To improve access to health care in remote areas, South Dakota participates in a federal program that provides full Medicare reimbursement to certain rural hospitals and clinics. Known as Critical Access Hospitals, the facilities must be located 35 miles or more from another hospital and provide 24-hour care on site or through on-call providers. South Dakota has 38 critical access hospitals, though only nine are West River.

In some cases, the report said, patients must travel “extraordinary” distances to receive medical care at a critical access facility. Residents of Buffalo must drive 89 miles each way to Sturgis for health care, those in Faith must travel 81 miles each way to Philip, and Bison residents must drive 120 miles each way to Mobridge, the report said.

“These factors all heavily impact the ability for residents in South Dakota, particularly in western rural and frontier counties, to access emergency or acute health care,” the report said.

Walter Panzirer, right, is one of three trustees who oversee billions of dollars in money available for philanthropy through the Helmsley Charitable Trust. Panzirer, who lives north of Pierre, is shown in this 2015 photo discussing a rural health report with Heidi Schultz, then a spokeswoman for the Helmsley Trust. (Photo: Courtesy of Pierre Capital Journal)

Fulfilling a dream to help others

Panzirer, 43, was a former police officer and emergency medical technician when he learned his grandmother had died and named him as a trustee of her foundation. Suddenly, he became one of three leading deciders in an effort to spend many millions on programs ranging from environmental conservation to aiding vulnerable children in Sub-Saharan Africa. Other Helmsley grant efforts include helping Israel, improving life in New York City and funding research into Type 1 Diabetes and Crohn’s Disease.
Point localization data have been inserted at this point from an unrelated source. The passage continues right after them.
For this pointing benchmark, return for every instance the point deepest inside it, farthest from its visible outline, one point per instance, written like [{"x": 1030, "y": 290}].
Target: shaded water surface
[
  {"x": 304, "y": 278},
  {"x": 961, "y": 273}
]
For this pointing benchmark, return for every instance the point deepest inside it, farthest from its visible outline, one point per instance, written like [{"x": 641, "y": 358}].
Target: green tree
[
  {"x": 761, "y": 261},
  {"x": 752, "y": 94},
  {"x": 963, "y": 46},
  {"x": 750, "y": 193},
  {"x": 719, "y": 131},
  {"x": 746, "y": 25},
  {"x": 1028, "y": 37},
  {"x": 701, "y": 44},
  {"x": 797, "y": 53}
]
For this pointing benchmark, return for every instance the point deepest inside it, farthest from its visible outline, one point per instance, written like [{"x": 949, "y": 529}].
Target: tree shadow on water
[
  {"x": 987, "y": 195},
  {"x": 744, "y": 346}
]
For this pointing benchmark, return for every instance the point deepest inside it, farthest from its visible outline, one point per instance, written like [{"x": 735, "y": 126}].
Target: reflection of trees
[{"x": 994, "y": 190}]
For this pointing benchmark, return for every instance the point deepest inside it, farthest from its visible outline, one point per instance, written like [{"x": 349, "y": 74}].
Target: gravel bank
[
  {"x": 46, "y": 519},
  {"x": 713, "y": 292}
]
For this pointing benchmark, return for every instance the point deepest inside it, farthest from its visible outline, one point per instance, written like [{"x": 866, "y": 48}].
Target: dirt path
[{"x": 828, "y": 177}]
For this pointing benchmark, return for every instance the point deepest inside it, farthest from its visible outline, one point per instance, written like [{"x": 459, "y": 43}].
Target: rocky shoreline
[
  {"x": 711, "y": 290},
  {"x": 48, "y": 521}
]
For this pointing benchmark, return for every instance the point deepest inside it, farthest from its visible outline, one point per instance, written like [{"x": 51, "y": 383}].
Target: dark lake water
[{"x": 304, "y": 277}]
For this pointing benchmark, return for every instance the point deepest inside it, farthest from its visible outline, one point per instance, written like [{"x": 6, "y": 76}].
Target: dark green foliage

Additionally, Panzirer has made it a mission of the trust to improve access and quality of rural health care.

“It should not matter where a person chooses to call home, the health care should be equal in a rural setting or an urban setting, and your access to health care should be equal,” Panzirer said. “I feel that in the past rural America has been marginalized, and this is really leveling the field and taking care of people where they are.”

Beyond eCare, Helmsley grants in South Dakota have funded development of cancer care centers, expanded offerings of robotic surgery and paid for trucks that simulate real-world challenges faced by emergency medical responders to deepen their skills. The trust also dramatically expanded rural access to digital mammograms by purchasing about 50 machines that provide sharper images to aid in breast cancer diagnosis. The digital machines provide easier sharing of images and can reduce the use of radiation and need for mastectomies. The trust is also working with Avera to expand the use of telemedicine to increase behavioral health offerings in remote areas.

In November, Panzirer went to India to witness the first use of remote robotic heart surgery. He watched as a doctor with a joystick directed a robot in a hospital 20 miles away to send a catheter into a patient’s beating heart. With great precision, the doctor and robotics worked together to perform an angioplasty to break up a blockage and insert a stent to ensure future blood flow.

The trust gave the Mayo Clinic in Minnesota $3.3 million to study the process for possible implementation in rural America.

Panzirer said the trust will work with any hospital ownership group or individual hospital to improve health care processes or delivery methods. In South Dakota, the trust has provided grants to several providers, including Avera, Sanford and Regional health systems. The trust also aided the state in ways unrelated to health care. In 2018, the trust gave $1.8 million to Custer State Park to aid in aerial mapping, tree thinning and stream rehabilitation following a bad wildfire in the park the year before.

Panzirer said having the ability to impact lives in rural America and elsewhere is a big responsibility but also a great joy.

“To me, this isn’t work,” he said. “It’s amazing, like a dream every day.”